過去に戻ったボクは記憶が曖昧になったことから学校や家で色々とミスをしてしまい多少不審に思われたが、そこは小学三年生の子供にすぎなかったので何とか誤魔化して生活を送る事ができた。ボク的には数十年ぶりだからかなり忘れていたわけです。
また、この時期の各管理世界は、みこによって管理局が壊滅してしまった為に体制が崩壊して大混乱になっていたが、管理局とは無関係な地球は何の影響もなかったのも好都合だった。正直管理局は邪魔だけど、管理世界の混乱がこっちにまで飛び火したらたまらないよ。
<七年後>
高校一年生15歳になったボクは様々な世界を旅をしていた頃の姿まで成長していた。自分で言うのもなんであるが、ボクの容姿は並外れたもので、勉強やスポーツも優れていた為に文武両道のクールビューティとして学校の人気者になった。

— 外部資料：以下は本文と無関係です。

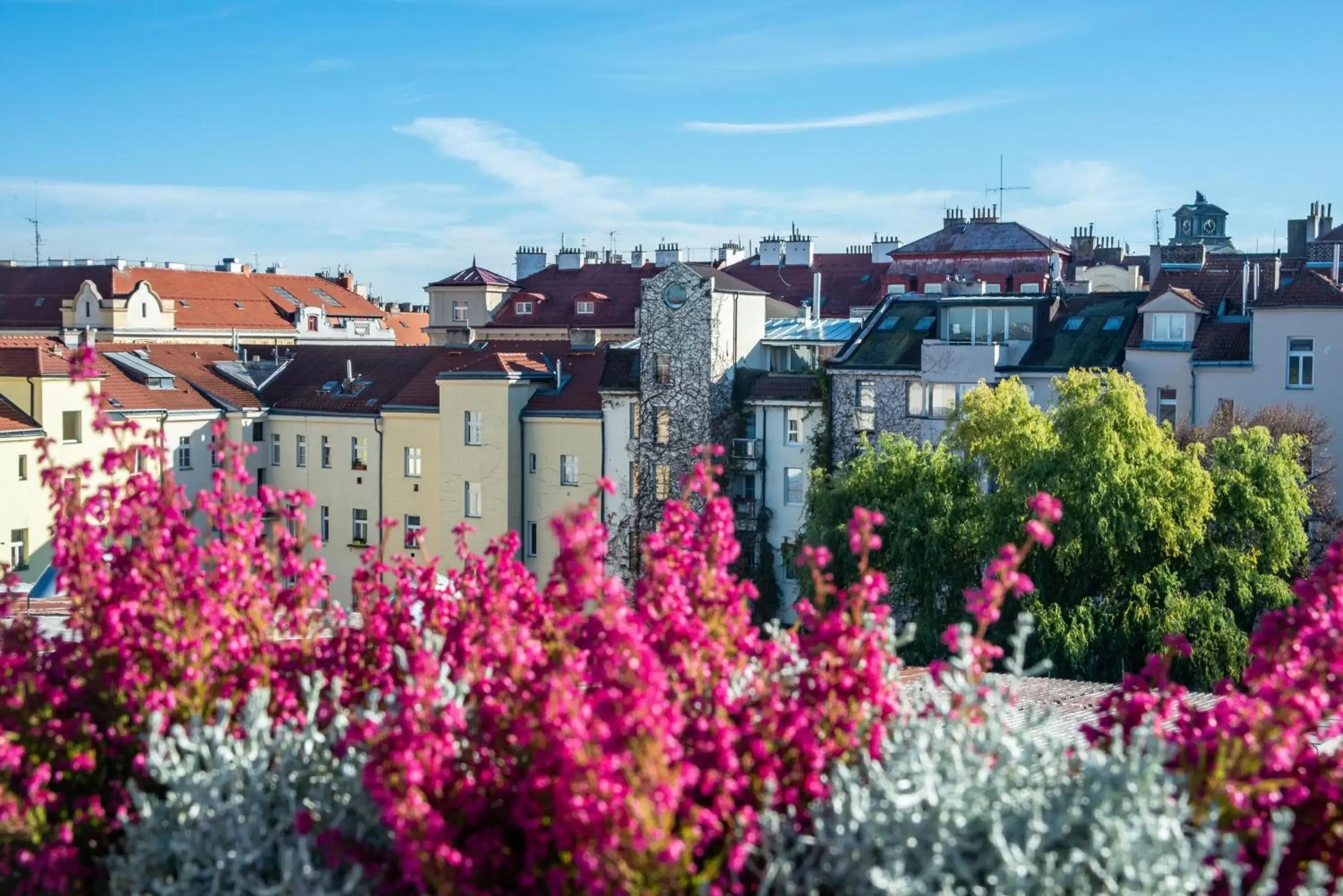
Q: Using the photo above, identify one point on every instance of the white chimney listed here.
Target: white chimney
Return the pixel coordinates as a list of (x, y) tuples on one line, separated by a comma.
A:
[(668, 254), (531, 260), (881, 249), (1245, 288), (569, 260), (771, 252), (797, 250)]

まあ男子からもてるだけでなく、女子高のノリで下級生の女子からも「お姉さま」と呼ばれて慕われることが多かったのはちょっと問題だったのは余談です。
<更に十年後>
ボクは高校を卒業後すぐに結婚して子供を出産した。早すぎだって? 実は高校時代にはセックスの快楽を求めてそれなりの年齢(五歳年上)の男性と付き合っていて、当時からいろいろやっていたわけです。二人で性感を開発しましたよ。

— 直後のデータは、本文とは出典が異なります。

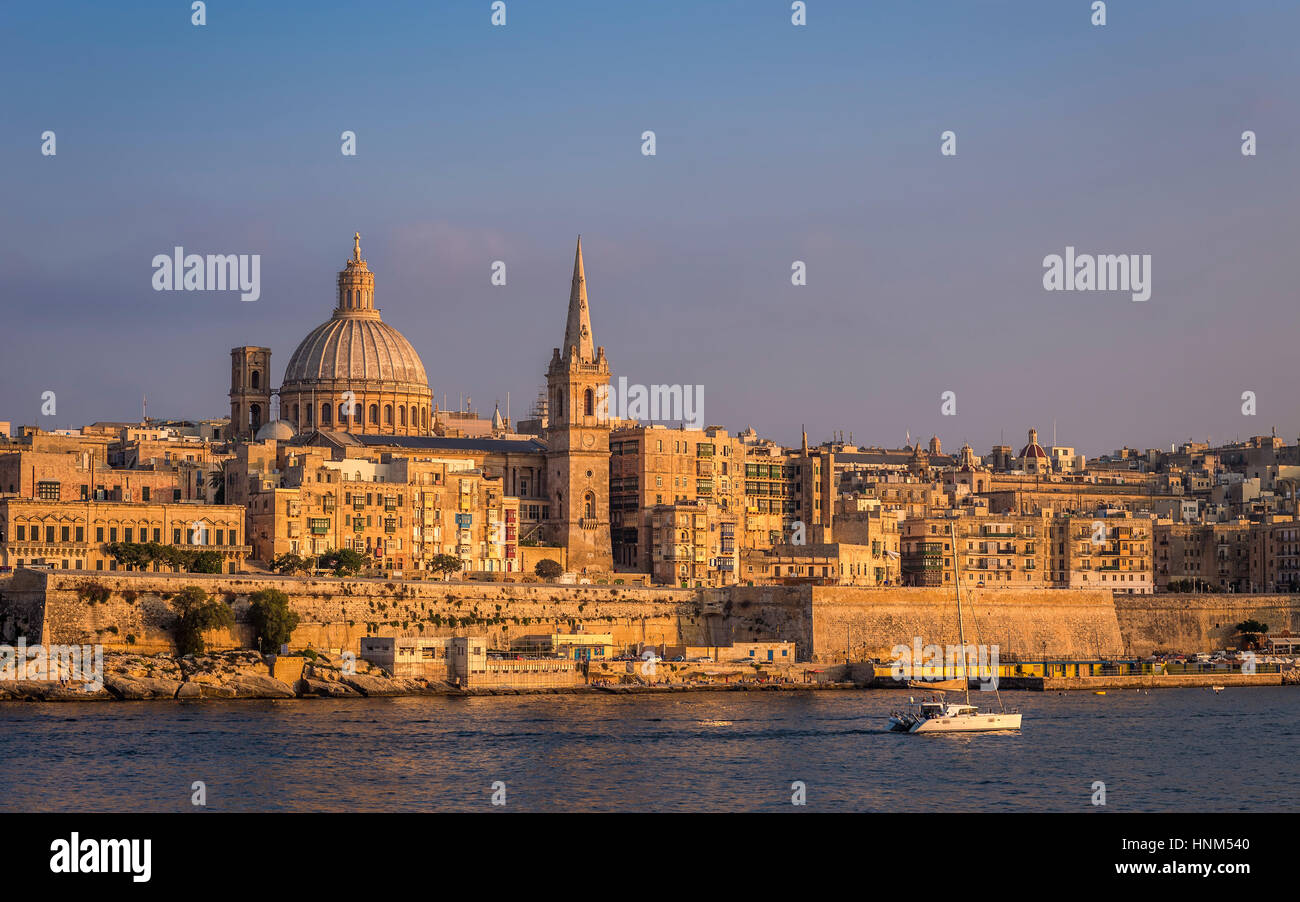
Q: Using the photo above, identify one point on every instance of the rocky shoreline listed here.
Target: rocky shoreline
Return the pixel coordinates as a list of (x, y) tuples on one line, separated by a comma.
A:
[(247, 675)]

まあ高校生が妊娠するのは拙いから避妊だけはしていたけど、相手がボクを本気に好きになり、ボクもまんざらでもなかったから卒業したらすぐに籍を入れて結婚したわけです。
通常、結婚となると収入とか経済的な問題になるけど、ボクの場合は蔵に収納している宝石や貴金属類などを売れば一生働かなくていいほどのお金が得られるからこれは度外視しても構わなかった。といってもニートやヒモ男なんて嫌だから相手はそれなりに勤労意欲がある男性です。
夫が働いてボクが専業主婦として家事や子育てをする生活。それは刺激のない当たり前の生活ですが、案外これも悪くないですね。勿論夜の生活も充実していますよ(笑)。
<更に五十年後>
ボクは75歳になった。既に夫は亡くなり、子供たちもとっくに自立して孫までいます。当然ながらボクの両親もとっくに亡くなりました。一応両親にはできるだけの親孝行はしましたが、きちんとできたとは断言できないのが少々残念です。
実のところボクは15歳から歳を取る事はなかった。老いることなく少女のままの私ですが、夫はそんな私を不気味がる事無くむしろ永遠の美少女と喜んで愛してくれました。まあ、そういう意味で寛容な男性だから夫に選んだわけですけどね。
しかし、子供たちは夫とは違い、外見が変わらないボクを気味悪がってボクからさっさと離れていきました。まあ、母親の外見が十代の少女だしね。それも分からなくもありません。正直いうとここでの生活はもう限界でしょう。そろそろここから離れるべきでしょうね。
「ヤッホー、美月久しぶり」
と、そんなことを考えていると誰かがボクに話しかけて来た。誰がボクに話しかけてきたのか確認するまでもありません。当然みこです。
「みこですか。本当に久しぶりですね」
「うん、そろそろいいかなって思ってね。どう美月、また私と一緒に旅に出かけない?」
「……いいでしょう。もうこの世界にようはありませんから」
ボクは少し考えて旅に出る事を了承した。最早この世界にいても仕方ないというか不老不死の身体なだけに厄介事になるだけでしょう。
「じゃあ、出発だよ」
そして、ボクは転生したこの世界から姿を消して、再び世界を巡る旅に出たのだった。
完
あとがき
これで『剣と少女と世界の旅人』は終わりです。正直言うとトリッパーの中ではかなり弱い東条美月が様々な下位世界で活動する話は書きにくくて苦労しました。まあだから話が上手くいかなくなり適当な所で終わらせる事にしたわけですが(笑)。最も美月たちの旅はこれからも続くので、その後の事はご想像にお任せします。